Condition,Replicate,DNA_BC_F,DNA_UMI,DNA_BC_R,RNA_BC_F,RNA_UMI,RNA_BC_R
HEPG2,1,SRR10800881_1.fastq.gz,SRR10800881_2.fastq.gz,SRR10800881_3.fastq.gz,SRR10800882_1.fastq.gz,SRR10800882_2.fastq.gz,SRR10800882_3.fastq.gz
HEPG2,2,SRR10800883_1.fastq.gz,SRR10800883_2.fastq.gz,SRR10800883_3.fastq.gz,SRR10800884_1.fastq.gz,SRR10800884_2.fastq.gz,SRR10800884_3.fastq.gz
HEPG2,3,SRR10800885_1.fastq.gz,SRR10800885_2.fastq.gz,SRR10800885_3.fastq.gz,SRR10800886_1.fastq.gz,SRR10800886_2.fastq.gz,SRR10800886_3.fastq.gz
Forward and reverse read
Experiment file has a header with Condition, Replicate, DNA_BC_F, DNA_BC_R, RNA_BC_F, and RNA_BC_R. Condition together with replicate have to be a unique name. Both field entries are not allowed to have _ and .. Multiple file names are allowed, separating them via ;.
Only forward read
Experiment file has a header with Condition, Replicate, DNA_BC_F, and RNA_BC_F. Condition together with replicate have to be a unique name.
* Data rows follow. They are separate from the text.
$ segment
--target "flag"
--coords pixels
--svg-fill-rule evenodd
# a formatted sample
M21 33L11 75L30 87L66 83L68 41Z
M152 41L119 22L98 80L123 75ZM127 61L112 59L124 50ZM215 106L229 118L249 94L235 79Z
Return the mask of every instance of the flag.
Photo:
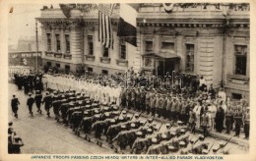
M162 6L163 6L163 8L164 8L164 11L166 12L166 13L171 13L172 12L172 9L173 9L173 3L162 3Z
M136 42L136 18L137 11L128 4L120 4L120 18L118 23L117 35L134 46Z
M98 41L106 48L113 48L111 15L115 4L98 5Z
M67 17L70 18L70 11L74 8L76 8L76 4L59 4L59 7L63 14Z

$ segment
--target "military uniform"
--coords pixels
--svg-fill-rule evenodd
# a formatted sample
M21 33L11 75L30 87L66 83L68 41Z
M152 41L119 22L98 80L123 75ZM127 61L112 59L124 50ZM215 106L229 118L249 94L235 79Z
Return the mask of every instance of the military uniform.
M52 103L52 99L51 96L48 95L48 93L46 93L45 97L42 100L42 103L44 103L44 109L47 112L47 116L50 116L50 107L51 107L51 103Z
M11 100L11 106L12 106L12 111L14 113L14 116L16 118L18 118L18 104L20 104L20 101L18 98L15 97L15 95L13 96L12 100Z
M228 108L225 114L225 129L227 134L230 134L232 117L233 117L233 111L231 108Z
M41 114L41 99L42 99L42 95L39 93L39 91L37 91L37 94L35 94L34 96L34 102L35 105L37 107L37 112Z
M245 112L243 121L244 121L244 134L245 134L245 138L249 138L250 134L250 112L249 112L249 107L247 107L248 112Z
M237 109L237 111L234 113L234 120L235 120L235 134L234 136L239 136L240 134L240 129L242 125L242 112L240 109Z
M209 127L209 116L206 114L206 111L202 115L202 123L201 126L203 128L203 133L204 133L204 137L208 135L208 130L207 128Z
M30 97L27 100L27 105L29 107L30 114L32 116L32 105L34 103L34 99L31 97L31 94L29 94Z

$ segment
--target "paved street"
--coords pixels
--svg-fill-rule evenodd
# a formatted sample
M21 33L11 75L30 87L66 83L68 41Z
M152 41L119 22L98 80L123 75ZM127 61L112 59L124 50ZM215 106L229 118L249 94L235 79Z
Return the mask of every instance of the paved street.
M103 147L96 145L94 140L88 142L83 137L78 137L74 134L69 127L65 127L55 122L53 112L51 109L51 118L47 118L43 107L41 107L43 114L36 113L36 107L33 106L34 115L29 115L28 107L26 106L27 96L23 90L17 90L12 83L9 84L9 97L13 93L20 99L19 119L12 116L11 108L9 108L9 121L14 123L14 130L23 138L25 146L22 147L22 153L47 153L47 154L112 154L113 149L110 149L105 141ZM145 117L141 117L145 120ZM160 127L160 123L156 122ZM172 129L175 129L172 127ZM82 134L84 135L84 134ZM198 136L199 134L196 134ZM192 136L192 135L191 135ZM218 136L219 137L219 136ZM229 137L229 136L228 136ZM214 137L207 137L206 141L211 143L225 142L224 140ZM235 138L236 139L236 138ZM239 140L238 140L239 141ZM241 143L242 145L243 143ZM230 149L230 153L247 153L244 147L229 142L226 149ZM129 153L130 149L124 151Z
M26 107L27 97L21 91L16 89L14 84L9 85L9 97L16 93L20 99L19 119L12 116L12 110L9 108L9 121L14 123L13 127L17 134L23 138L25 146L22 147L22 153L47 153L47 154L110 154L111 149L102 148L94 142L88 142L85 139L76 136L71 129L55 123L54 118L47 118L45 112L42 115L36 114L33 107L33 117L29 115ZM42 108L43 109L43 108ZM53 112L51 111L51 115Z

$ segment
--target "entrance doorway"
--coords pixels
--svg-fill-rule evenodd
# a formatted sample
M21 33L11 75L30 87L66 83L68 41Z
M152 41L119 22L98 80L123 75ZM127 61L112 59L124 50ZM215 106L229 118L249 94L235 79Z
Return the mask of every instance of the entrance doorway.
M174 61L159 61L158 76L164 77L167 72L171 75L173 71L175 71Z

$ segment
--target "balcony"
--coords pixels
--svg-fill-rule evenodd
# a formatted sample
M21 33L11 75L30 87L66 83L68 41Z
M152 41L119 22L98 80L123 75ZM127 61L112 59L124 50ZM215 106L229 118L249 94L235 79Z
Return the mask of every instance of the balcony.
M125 59L116 59L116 64L118 66L128 67L128 61Z
M63 54L63 58L71 60L72 59L72 55L71 54Z
M99 57L101 63L110 64L111 59L108 57Z
M96 60L96 56L94 55L85 55L87 61L94 62Z

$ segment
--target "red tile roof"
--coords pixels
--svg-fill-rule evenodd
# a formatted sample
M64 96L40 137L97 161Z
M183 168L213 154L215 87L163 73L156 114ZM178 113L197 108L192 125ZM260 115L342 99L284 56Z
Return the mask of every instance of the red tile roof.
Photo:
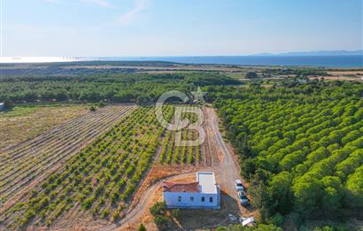
M199 192L198 182L167 182L165 181L163 190L167 192Z

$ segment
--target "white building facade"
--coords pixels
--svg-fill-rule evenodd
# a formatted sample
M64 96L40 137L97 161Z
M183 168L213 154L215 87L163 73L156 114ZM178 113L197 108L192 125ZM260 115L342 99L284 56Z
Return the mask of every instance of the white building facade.
M168 208L220 209L220 189L214 173L198 172L197 181L163 183L163 197Z

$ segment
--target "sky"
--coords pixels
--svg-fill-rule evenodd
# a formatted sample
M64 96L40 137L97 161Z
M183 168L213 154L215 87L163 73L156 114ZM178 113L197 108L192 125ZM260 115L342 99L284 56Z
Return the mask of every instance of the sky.
M0 0L3 57L363 50L362 0Z

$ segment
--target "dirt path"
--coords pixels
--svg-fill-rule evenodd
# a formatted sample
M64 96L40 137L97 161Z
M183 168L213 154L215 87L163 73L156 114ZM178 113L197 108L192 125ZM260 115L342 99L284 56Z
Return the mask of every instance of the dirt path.
M225 142L223 141L222 135L219 130L219 119L216 115L215 110L209 107L205 107L204 112L206 114L209 121L206 121L209 129L212 129L208 137L213 146L215 145L215 150L211 150L214 153L209 153L213 158L217 158L218 153L221 153L221 161L217 165L212 165L212 166L202 166L199 171L214 171L217 176L217 181L220 184L222 190L228 194L231 197L237 200L237 195L235 190L234 181L238 179L240 176L240 170L236 165L235 158L232 151L228 148ZM210 143L209 143L210 144ZM208 144L208 145L209 145ZM208 151L208 150L207 150ZM160 189L161 184L164 180L174 180L177 178L183 178L194 175L195 173L182 173L178 175L174 175L160 179L154 182L140 196L140 201L137 204L131 208L126 214L126 216L121 219L120 227L117 228L120 230L124 230L130 227L130 224L136 222L141 219L143 215L145 214L148 208L148 204L150 200L153 197L154 194L158 189ZM241 206L239 206L241 209Z

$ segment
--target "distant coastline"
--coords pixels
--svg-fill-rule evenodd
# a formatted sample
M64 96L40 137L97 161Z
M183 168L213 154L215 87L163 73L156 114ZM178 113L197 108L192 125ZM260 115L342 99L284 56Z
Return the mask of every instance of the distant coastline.
M252 55L189 57L28 57L0 58L6 63L55 63L79 61L166 61L193 65L286 65L323 67L362 67L363 55Z

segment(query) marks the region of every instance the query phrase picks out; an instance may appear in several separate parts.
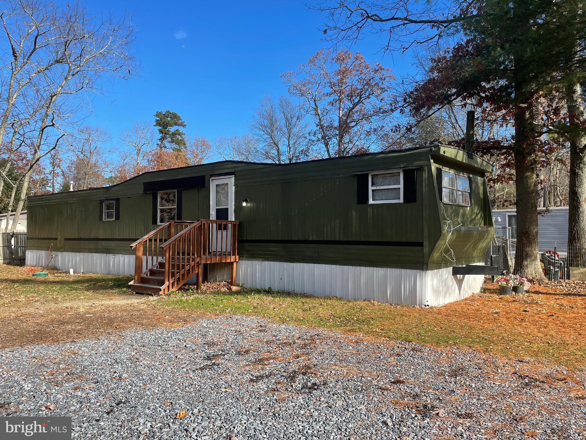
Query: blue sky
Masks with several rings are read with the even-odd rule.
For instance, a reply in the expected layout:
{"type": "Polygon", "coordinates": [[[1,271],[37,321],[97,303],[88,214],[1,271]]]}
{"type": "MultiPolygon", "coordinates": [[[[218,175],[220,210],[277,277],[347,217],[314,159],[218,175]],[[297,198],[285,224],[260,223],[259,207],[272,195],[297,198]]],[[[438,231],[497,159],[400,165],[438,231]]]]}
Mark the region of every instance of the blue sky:
{"type": "MultiPolygon", "coordinates": [[[[114,139],[134,121],[154,120],[155,111],[165,110],[181,116],[190,136],[212,140],[246,133],[264,93],[276,97],[287,92],[280,75],[328,46],[321,39],[324,17],[295,0],[88,0],[87,5],[118,16],[125,7],[137,26],[139,77],[113,84],[107,96],[113,102],[94,98],[86,119],[114,139]]],[[[379,38],[367,36],[353,50],[391,67],[398,77],[409,72],[408,60],[379,53],[379,38]]]]}

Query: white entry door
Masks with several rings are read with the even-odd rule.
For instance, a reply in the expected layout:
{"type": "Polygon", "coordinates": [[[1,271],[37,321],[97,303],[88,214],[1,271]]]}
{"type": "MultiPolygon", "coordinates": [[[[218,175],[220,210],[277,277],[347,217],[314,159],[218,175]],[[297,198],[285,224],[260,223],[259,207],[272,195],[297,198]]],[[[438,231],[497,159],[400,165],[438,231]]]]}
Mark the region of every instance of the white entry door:
{"type": "MultiPolygon", "coordinates": [[[[234,176],[212,177],[210,191],[210,218],[212,220],[234,220],[234,176]]],[[[231,249],[231,225],[219,227],[214,225],[210,228],[210,233],[212,251],[225,252],[231,249]]]]}

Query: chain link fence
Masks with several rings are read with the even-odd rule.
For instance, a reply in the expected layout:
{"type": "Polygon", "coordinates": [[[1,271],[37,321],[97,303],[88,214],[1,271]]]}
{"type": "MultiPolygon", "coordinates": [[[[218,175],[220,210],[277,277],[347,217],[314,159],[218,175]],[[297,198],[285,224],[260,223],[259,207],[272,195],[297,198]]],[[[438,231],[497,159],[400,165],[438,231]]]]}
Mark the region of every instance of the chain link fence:
{"type": "Polygon", "coordinates": [[[586,248],[554,245],[541,252],[540,258],[548,279],[586,280],[586,248]]]}

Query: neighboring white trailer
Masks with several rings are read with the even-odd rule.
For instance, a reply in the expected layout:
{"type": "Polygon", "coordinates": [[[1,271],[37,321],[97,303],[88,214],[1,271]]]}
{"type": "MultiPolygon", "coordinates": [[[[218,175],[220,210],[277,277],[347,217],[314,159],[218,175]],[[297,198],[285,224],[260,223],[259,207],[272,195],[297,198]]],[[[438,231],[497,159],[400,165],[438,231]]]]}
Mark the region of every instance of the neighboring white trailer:
{"type": "MultiPolygon", "coordinates": [[[[539,227],[539,252],[553,250],[557,247],[562,252],[568,249],[568,207],[550,208],[539,209],[537,224],[539,227]]],[[[510,238],[513,247],[517,239],[517,211],[516,209],[495,209],[492,211],[495,228],[510,228],[510,238]]]]}

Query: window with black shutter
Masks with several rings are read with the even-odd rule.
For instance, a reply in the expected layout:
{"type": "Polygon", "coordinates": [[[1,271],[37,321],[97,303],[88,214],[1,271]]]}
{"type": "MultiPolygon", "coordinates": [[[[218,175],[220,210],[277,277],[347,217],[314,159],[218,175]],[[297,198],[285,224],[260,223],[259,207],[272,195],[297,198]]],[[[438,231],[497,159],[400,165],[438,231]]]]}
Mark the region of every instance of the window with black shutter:
{"type": "Polygon", "coordinates": [[[438,169],[438,181],[441,184],[440,195],[442,202],[469,207],[470,178],[445,170],[438,169]]]}

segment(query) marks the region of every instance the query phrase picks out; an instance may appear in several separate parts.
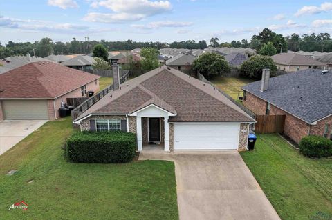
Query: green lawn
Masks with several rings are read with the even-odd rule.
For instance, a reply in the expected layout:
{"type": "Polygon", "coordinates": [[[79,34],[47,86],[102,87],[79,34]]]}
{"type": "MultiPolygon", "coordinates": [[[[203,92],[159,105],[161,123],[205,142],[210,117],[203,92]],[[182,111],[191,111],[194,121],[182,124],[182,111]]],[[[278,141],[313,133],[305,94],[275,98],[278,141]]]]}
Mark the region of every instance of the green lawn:
{"type": "Polygon", "coordinates": [[[332,214],[332,159],[304,157],[277,134],[241,154],[282,219],[332,214]]]}
{"type": "Polygon", "coordinates": [[[241,88],[254,80],[246,78],[214,77],[210,81],[237,100],[239,91],[241,91],[241,88]]]}
{"type": "Polygon", "coordinates": [[[111,84],[113,84],[112,77],[101,77],[99,79],[99,88],[100,90],[102,90],[111,84]]]}
{"type": "Polygon", "coordinates": [[[173,163],[68,163],[61,148],[72,132],[70,117],[48,122],[0,156],[1,219],[178,218],[173,163]],[[8,210],[21,200],[28,210],[8,210]]]}

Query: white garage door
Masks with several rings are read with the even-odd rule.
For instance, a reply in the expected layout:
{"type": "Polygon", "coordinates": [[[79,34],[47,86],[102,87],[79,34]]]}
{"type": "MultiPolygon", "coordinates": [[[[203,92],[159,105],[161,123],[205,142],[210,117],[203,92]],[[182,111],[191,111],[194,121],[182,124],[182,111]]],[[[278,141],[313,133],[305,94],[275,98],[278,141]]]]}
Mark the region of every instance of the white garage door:
{"type": "Polygon", "coordinates": [[[6,100],[2,101],[5,119],[48,120],[46,100],[6,100]]]}
{"type": "Polygon", "coordinates": [[[174,123],[174,150],[237,150],[238,123],[174,123]]]}

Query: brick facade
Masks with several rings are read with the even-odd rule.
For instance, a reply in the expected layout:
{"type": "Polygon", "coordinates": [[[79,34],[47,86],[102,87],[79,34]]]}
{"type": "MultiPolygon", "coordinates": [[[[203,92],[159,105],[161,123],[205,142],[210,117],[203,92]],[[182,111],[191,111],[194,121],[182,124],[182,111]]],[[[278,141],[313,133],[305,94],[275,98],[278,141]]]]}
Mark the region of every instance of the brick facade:
{"type": "Polygon", "coordinates": [[[245,151],[248,146],[248,135],[249,134],[249,123],[240,124],[240,134],[239,136],[238,151],[245,151]]]}
{"type": "MultiPolygon", "coordinates": [[[[246,100],[243,100],[243,106],[250,109],[255,114],[265,114],[266,101],[246,92],[246,100]]],[[[284,134],[291,138],[296,143],[308,134],[323,136],[325,123],[329,125],[328,137],[330,137],[332,129],[332,116],[317,122],[315,126],[308,125],[305,121],[286,112],[282,109],[270,105],[270,114],[285,114],[285,126],[284,134]]]]}

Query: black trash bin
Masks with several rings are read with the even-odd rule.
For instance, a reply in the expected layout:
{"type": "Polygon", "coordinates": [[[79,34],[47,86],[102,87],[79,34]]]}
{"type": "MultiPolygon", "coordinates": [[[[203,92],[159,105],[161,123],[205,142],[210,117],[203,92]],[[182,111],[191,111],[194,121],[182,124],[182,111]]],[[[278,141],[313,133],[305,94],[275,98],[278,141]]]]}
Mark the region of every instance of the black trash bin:
{"type": "Polygon", "coordinates": [[[92,97],[92,96],[93,95],[93,94],[95,94],[95,92],[93,91],[88,91],[88,96],[89,97],[92,97]]]}
{"type": "Polygon", "coordinates": [[[248,149],[249,150],[254,150],[255,143],[256,142],[257,137],[254,132],[250,132],[248,137],[248,149]]]}
{"type": "Polygon", "coordinates": [[[67,110],[68,108],[59,108],[59,117],[60,118],[64,118],[66,116],[67,116],[67,110]]]}
{"type": "Polygon", "coordinates": [[[66,108],[67,108],[67,115],[71,115],[71,111],[75,108],[75,107],[73,106],[66,105],[66,108]]]}

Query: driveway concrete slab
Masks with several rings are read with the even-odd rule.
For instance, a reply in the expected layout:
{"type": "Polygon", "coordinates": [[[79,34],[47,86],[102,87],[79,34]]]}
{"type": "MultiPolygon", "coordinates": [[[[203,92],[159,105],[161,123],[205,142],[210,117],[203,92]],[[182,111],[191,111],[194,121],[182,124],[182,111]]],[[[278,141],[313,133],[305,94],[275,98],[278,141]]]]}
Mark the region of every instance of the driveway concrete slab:
{"type": "Polygon", "coordinates": [[[5,120],[0,121],[0,155],[47,121],[47,120],[5,120]]]}
{"type": "Polygon", "coordinates": [[[175,152],[180,219],[280,219],[236,151],[175,152]]]}

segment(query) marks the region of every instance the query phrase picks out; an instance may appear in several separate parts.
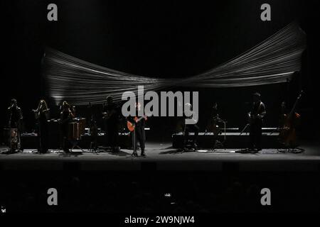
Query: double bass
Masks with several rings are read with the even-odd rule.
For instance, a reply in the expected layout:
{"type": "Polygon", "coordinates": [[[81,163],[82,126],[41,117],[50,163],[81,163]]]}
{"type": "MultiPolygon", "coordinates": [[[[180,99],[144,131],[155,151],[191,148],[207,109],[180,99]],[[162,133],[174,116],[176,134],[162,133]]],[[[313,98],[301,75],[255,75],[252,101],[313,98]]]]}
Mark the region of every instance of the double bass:
{"type": "Polygon", "coordinates": [[[297,146],[296,128],[300,120],[300,115],[295,110],[302,94],[303,91],[301,91],[290,112],[288,114],[283,113],[281,116],[280,123],[282,126],[280,127],[279,137],[280,143],[285,148],[294,148],[297,146]]]}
Both field entries are not allowed to have _ and .. Multiple file names are allowed, separating them via ;.
Forward, reverse, and UMI read using demultiplex option
Experiment file has a header with Condition, Replicate, BC_DNA, BC_RNA, BC_F, BC_R, UMI, and INDEX. Condition together with replicate have to be a unique name. Both field entries are not allowed to have _ and .. Multiple file names are allowed, separating them via ;.